Letters to the Editor

Thursday's letters to the editor

Krugman makes sense about stimulus

Nobel prize-winning economist Paul Krugman makes more good sense than all the other economic experts combined.

With a national unemployment rate of around 10 percent (or higher) for the foreseeable future, Krugman argued in his column Tuesday that we are still in a recession; therefore, the government should continue to stimulate the economy in order to create jobs. Interest payments on the national debt are projected to be only 3.5 percent of GDP --nothing to get hysterical about. After we have put people back to work, then we can begin reducing the budget deficit.

Furthermore, if you believe that whichever party has the majority in Congress (plus the presidency) should govern and be held accountable for its actions, then Krugman also is right that requiring a 60-vote super-majority to end filibusters and pass legislation is undemocratic and harmful to our country. Currently, one senator is blocking 70 presidential appointments, including anti-terrorism positions. This is outrageous. We don't need more government, but we do need a government that works.

ANTHONY J. DISTEFANO

Aiken

The government and 'Christian values'

The Tea Party movement has brought into focus the chasm in American politics. On the political right, we have people who view the population as a collection of individuals, some competent and some incompetent, with the former footing the bill for the care and feeding of the latter. The philosophy of the political right exalts the rights of the (competent) individual while it strives to minimize the use of communal action, as represented by government programs. Not surprisingly, the right opposes tax-supported governmental social programs to aid the lazy and the incompetent.

Conversely, people on the left view society as a large community of people stationed on the same boat. They believe it is more effective to use collaborative measures to solve our common social and economic problems.

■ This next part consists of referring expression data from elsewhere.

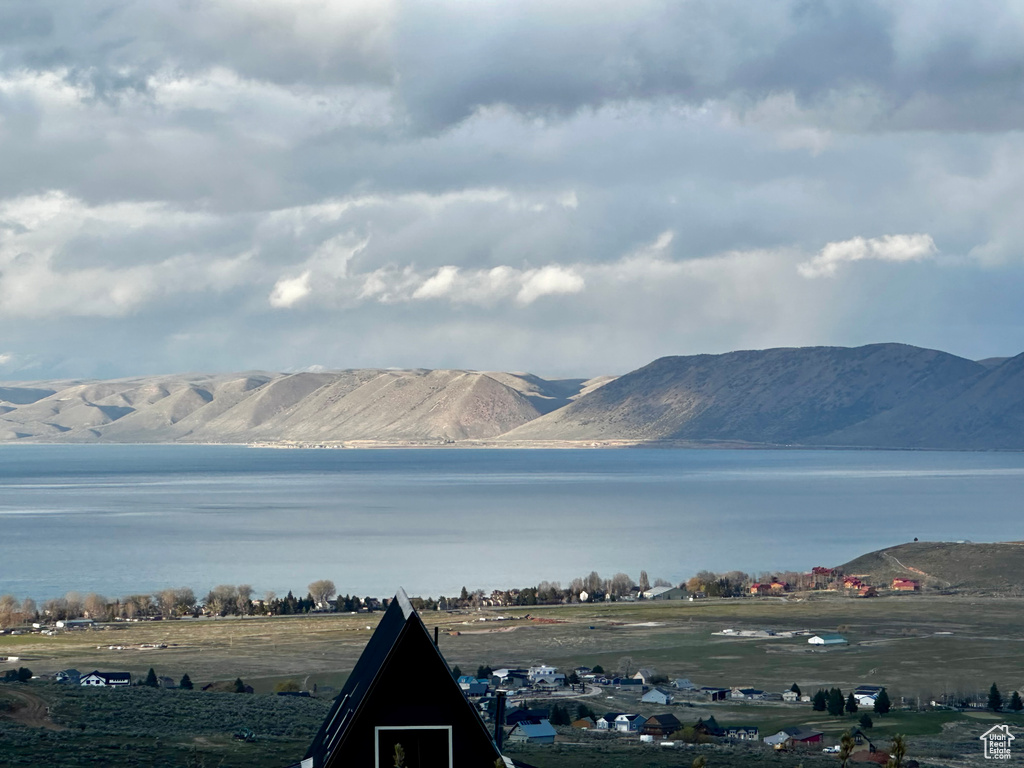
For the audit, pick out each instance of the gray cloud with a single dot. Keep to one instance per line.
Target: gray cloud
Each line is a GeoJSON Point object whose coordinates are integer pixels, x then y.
{"type": "Point", "coordinates": [564, 187]}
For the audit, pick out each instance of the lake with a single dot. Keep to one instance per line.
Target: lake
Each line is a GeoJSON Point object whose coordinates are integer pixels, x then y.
{"type": "Point", "coordinates": [120, 519]}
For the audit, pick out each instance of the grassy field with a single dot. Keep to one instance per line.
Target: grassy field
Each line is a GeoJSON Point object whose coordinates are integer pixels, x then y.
{"type": "Point", "coordinates": [903, 643]}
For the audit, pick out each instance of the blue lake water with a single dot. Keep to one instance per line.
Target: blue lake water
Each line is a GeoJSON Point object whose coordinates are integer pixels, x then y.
{"type": "Point", "coordinates": [120, 519]}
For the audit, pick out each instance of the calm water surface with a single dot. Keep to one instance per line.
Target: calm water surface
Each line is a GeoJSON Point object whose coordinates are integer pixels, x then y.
{"type": "Point", "coordinates": [118, 519]}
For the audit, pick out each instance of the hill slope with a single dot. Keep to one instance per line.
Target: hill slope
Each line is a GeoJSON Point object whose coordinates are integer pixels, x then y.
{"type": "Point", "coordinates": [769, 396]}
{"type": "Point", "coordinates": [966, 566]}
{"type": "Point", "coordinates": [361, 404]}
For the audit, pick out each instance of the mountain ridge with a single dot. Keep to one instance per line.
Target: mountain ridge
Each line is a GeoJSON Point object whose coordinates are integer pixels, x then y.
{"type": "Point", "coordinates": [880, 395]}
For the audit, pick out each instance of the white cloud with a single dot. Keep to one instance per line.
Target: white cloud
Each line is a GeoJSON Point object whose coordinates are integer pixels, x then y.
{"type": "Point", "coordinates": [887, 248]}
{"type": "Point", "coordinates": [290, 291]}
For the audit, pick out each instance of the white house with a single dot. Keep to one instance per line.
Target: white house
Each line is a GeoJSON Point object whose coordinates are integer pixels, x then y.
{"type": "Point", "coordinates": [630, 723]}
{"type": "Point", "coordinates": [657, 695]}
{"type": "Point", "coordinates": [827, 640]}
{"type": "Point", "coordinates": [107, 679]}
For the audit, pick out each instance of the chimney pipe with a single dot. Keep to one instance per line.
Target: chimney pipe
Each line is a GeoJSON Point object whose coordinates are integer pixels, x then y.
{"type": "Point", "coordinates": [500, 720]}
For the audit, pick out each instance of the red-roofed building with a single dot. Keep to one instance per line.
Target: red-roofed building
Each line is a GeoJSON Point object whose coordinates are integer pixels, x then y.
{"type": "Point", "coordinates": [905, 585]}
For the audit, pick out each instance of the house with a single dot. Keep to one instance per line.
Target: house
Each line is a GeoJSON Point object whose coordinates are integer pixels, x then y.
{"type": "Point", "coordinates": [794, 735]}
{"type": "Point", "coordinates": [715, 694]}
{"type": "Point", "coordinates": [367, 722]}
{"type": "Point", "coordinates": [69, 676]}
{"type": "Point", "coordinates": [525, 716]}
{"type": "Point", "coordinates": [665, 593]}
{"type": "Point", "coordinates": [827, 640]}
{"type": "Point", "coordinates": [645, 675]}
{"type": "Point", "coordinates": [107, 679]}
{"type": "Point", "coordinates": [865, 695]}
{"type": "Point", "coordinates": [749, 694]}
{"type": "Point", "coordinates": [536, 733]}
{"type": "Point", "coordinates": [657, 695]}
{"type": "Point", "coordinates": [660, 725]}
{"type": "Point", "coordinates": [741, 732]}
{"type": "Point", "coordinates": [630, 723]}
{"type": "Point", "coordinates": [905, 585]}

The left believes that society as a whole is more important than any individual, and that it is reasonable for the community to address social and economic problems via targeted public programs supported by taxes. Alleviating the suffering of the less fortunate is viewed as a proper function of government.

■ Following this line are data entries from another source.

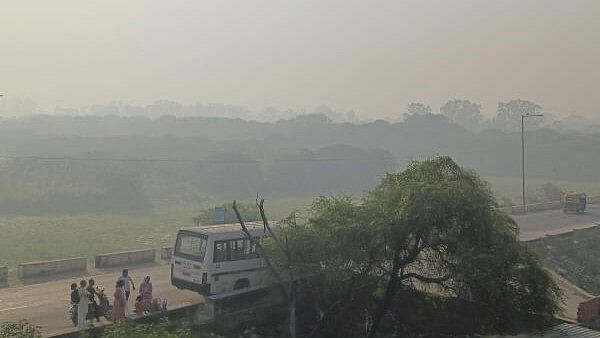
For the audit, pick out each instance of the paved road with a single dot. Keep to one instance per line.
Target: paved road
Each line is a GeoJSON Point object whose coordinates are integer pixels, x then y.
{"type": "Point", "coordinates": [46, 304]}
{"type": "Point", "coordinates": [538, 224]}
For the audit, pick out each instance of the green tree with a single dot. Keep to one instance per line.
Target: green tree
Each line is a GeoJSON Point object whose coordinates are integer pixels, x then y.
{"type": "Point", "coordinates": [465, 113]}
{"type": "Point", "coordinates": [418, 109]}
{"type": "Point", "coordinates": [509, 114]}
{"type": "Point", "coordinates": [431, 227]}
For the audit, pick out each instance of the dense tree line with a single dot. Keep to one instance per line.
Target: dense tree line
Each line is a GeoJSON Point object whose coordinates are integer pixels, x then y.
{"type": "Point", "coordinates": [218, 158]}
{"type": "Point", "coordinates": [425, 244]}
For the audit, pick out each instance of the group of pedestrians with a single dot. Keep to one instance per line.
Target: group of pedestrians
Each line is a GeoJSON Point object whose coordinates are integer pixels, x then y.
{"type": "Point", "coordinates": [84, 297]}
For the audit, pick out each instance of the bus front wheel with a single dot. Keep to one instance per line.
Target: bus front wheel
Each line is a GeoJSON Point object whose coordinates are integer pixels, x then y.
{"type": "Point", "coordinates": [241, 283]}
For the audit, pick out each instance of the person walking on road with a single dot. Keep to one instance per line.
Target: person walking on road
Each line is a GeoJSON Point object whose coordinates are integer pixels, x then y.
{"type": "Point", "coordinates": [120, 302]}
{"type": "Point", "coordinates": [127, 283]}
{"type": "Point", "coordinates": [82, 308]}
{"type": "Point", "coordinates": [146, 292]}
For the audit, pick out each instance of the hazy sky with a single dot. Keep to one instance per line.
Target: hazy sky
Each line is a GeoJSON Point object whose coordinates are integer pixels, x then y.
{"type": "Point", "coordinates": [370, 56]}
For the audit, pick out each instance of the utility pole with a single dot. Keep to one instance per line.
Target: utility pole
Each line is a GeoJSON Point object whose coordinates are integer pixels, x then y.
{"type": "Point", "coordinates": [523, 152]}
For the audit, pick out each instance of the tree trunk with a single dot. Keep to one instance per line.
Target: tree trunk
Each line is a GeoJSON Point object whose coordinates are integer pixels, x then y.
{"type": "Point", "coordinates": [390, 292]}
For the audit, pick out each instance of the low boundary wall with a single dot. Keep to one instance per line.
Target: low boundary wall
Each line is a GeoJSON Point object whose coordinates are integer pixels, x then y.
{"type": "Point", "coordinates": [117, 259]}
{"type": "Point", "coordinates": [53, 267]}
{"type": "Point", "coordinates": [166, 253]}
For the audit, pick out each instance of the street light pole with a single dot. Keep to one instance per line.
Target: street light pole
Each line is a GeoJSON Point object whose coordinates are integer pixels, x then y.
{"type": "Point", "coordinates": [523, 152]}
{"type": "Point", "coordinates": [523, 158]}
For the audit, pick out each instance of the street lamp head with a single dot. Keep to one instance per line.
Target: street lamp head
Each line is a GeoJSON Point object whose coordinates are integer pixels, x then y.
{"type": "Point", "coordinates": [532, 115]}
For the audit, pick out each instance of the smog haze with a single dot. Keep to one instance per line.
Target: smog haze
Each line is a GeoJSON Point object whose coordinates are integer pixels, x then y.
{"type": "Point", "coordinates": [371, 57]}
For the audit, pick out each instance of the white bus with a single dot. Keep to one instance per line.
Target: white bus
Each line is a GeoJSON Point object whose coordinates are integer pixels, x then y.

It's ironic that those on the right are the ones who claim to be professing "Christian values." As I recall, Jesus favored helping the poor, the lame, the hungry, etc. If Christ could walk among us today, where do you suppose he would stand regarding social programs?

ED AYLWARD

Columbia

Cell phone limits are needed now

It is so unbelievably frustrating that our political officials are hesitant to pass a law that will limit the use of cell phones while driving. This should be a no-brainer. How many of us on I-20, I-26 or I-77 get run off the road or out of our lane on a weekly if not daily basis? Using cell phones while driving is not only a threat to the people on the road right now, but it's sending the wrong message to our up-and-coming drivers.

If someone on a motorcycle was texting while he/she was driving, almost everyone would be outraged. Why isn't it the same for those driving cars or buses that carry our children? We need to get angry and take action to safeguard ourselves, families, friends, co-workers, neighbors, etc. It's just a matter of time before this becomes federal law and South Carolina will be forced to concede. Why wait? Let's start saving lives now. Please make all vehicles a cell phone free zone.

MEAGHAN JOBST

Lexington

Susan Smith's effort to seek new trial

Susan Smith wants a new trial because she claims her rights were violated 15 years ago. What about her children's rights? She decided on her own that they would not have any rights. If she gets a new trial and is acquitted, we should just open the jail doors and let everyone go.

GAIL WIGGINS

Columbia

Pay attention to kids' increased media use

Two critically important facts in the latest Kaiser Family Foundation survey of young people's media habits should be a wake-up call to parents and educators.

First, the more time young people spend in front of the screens (TV, computer, video game), the poorer their performance at school. Second, their time spent with media and technology means less time reading books, newspapers and magazines.

We all need to think about the implications of this exposure and to develop effective strategies, both at home and at school, that make sense for students' emotional and intellectual development.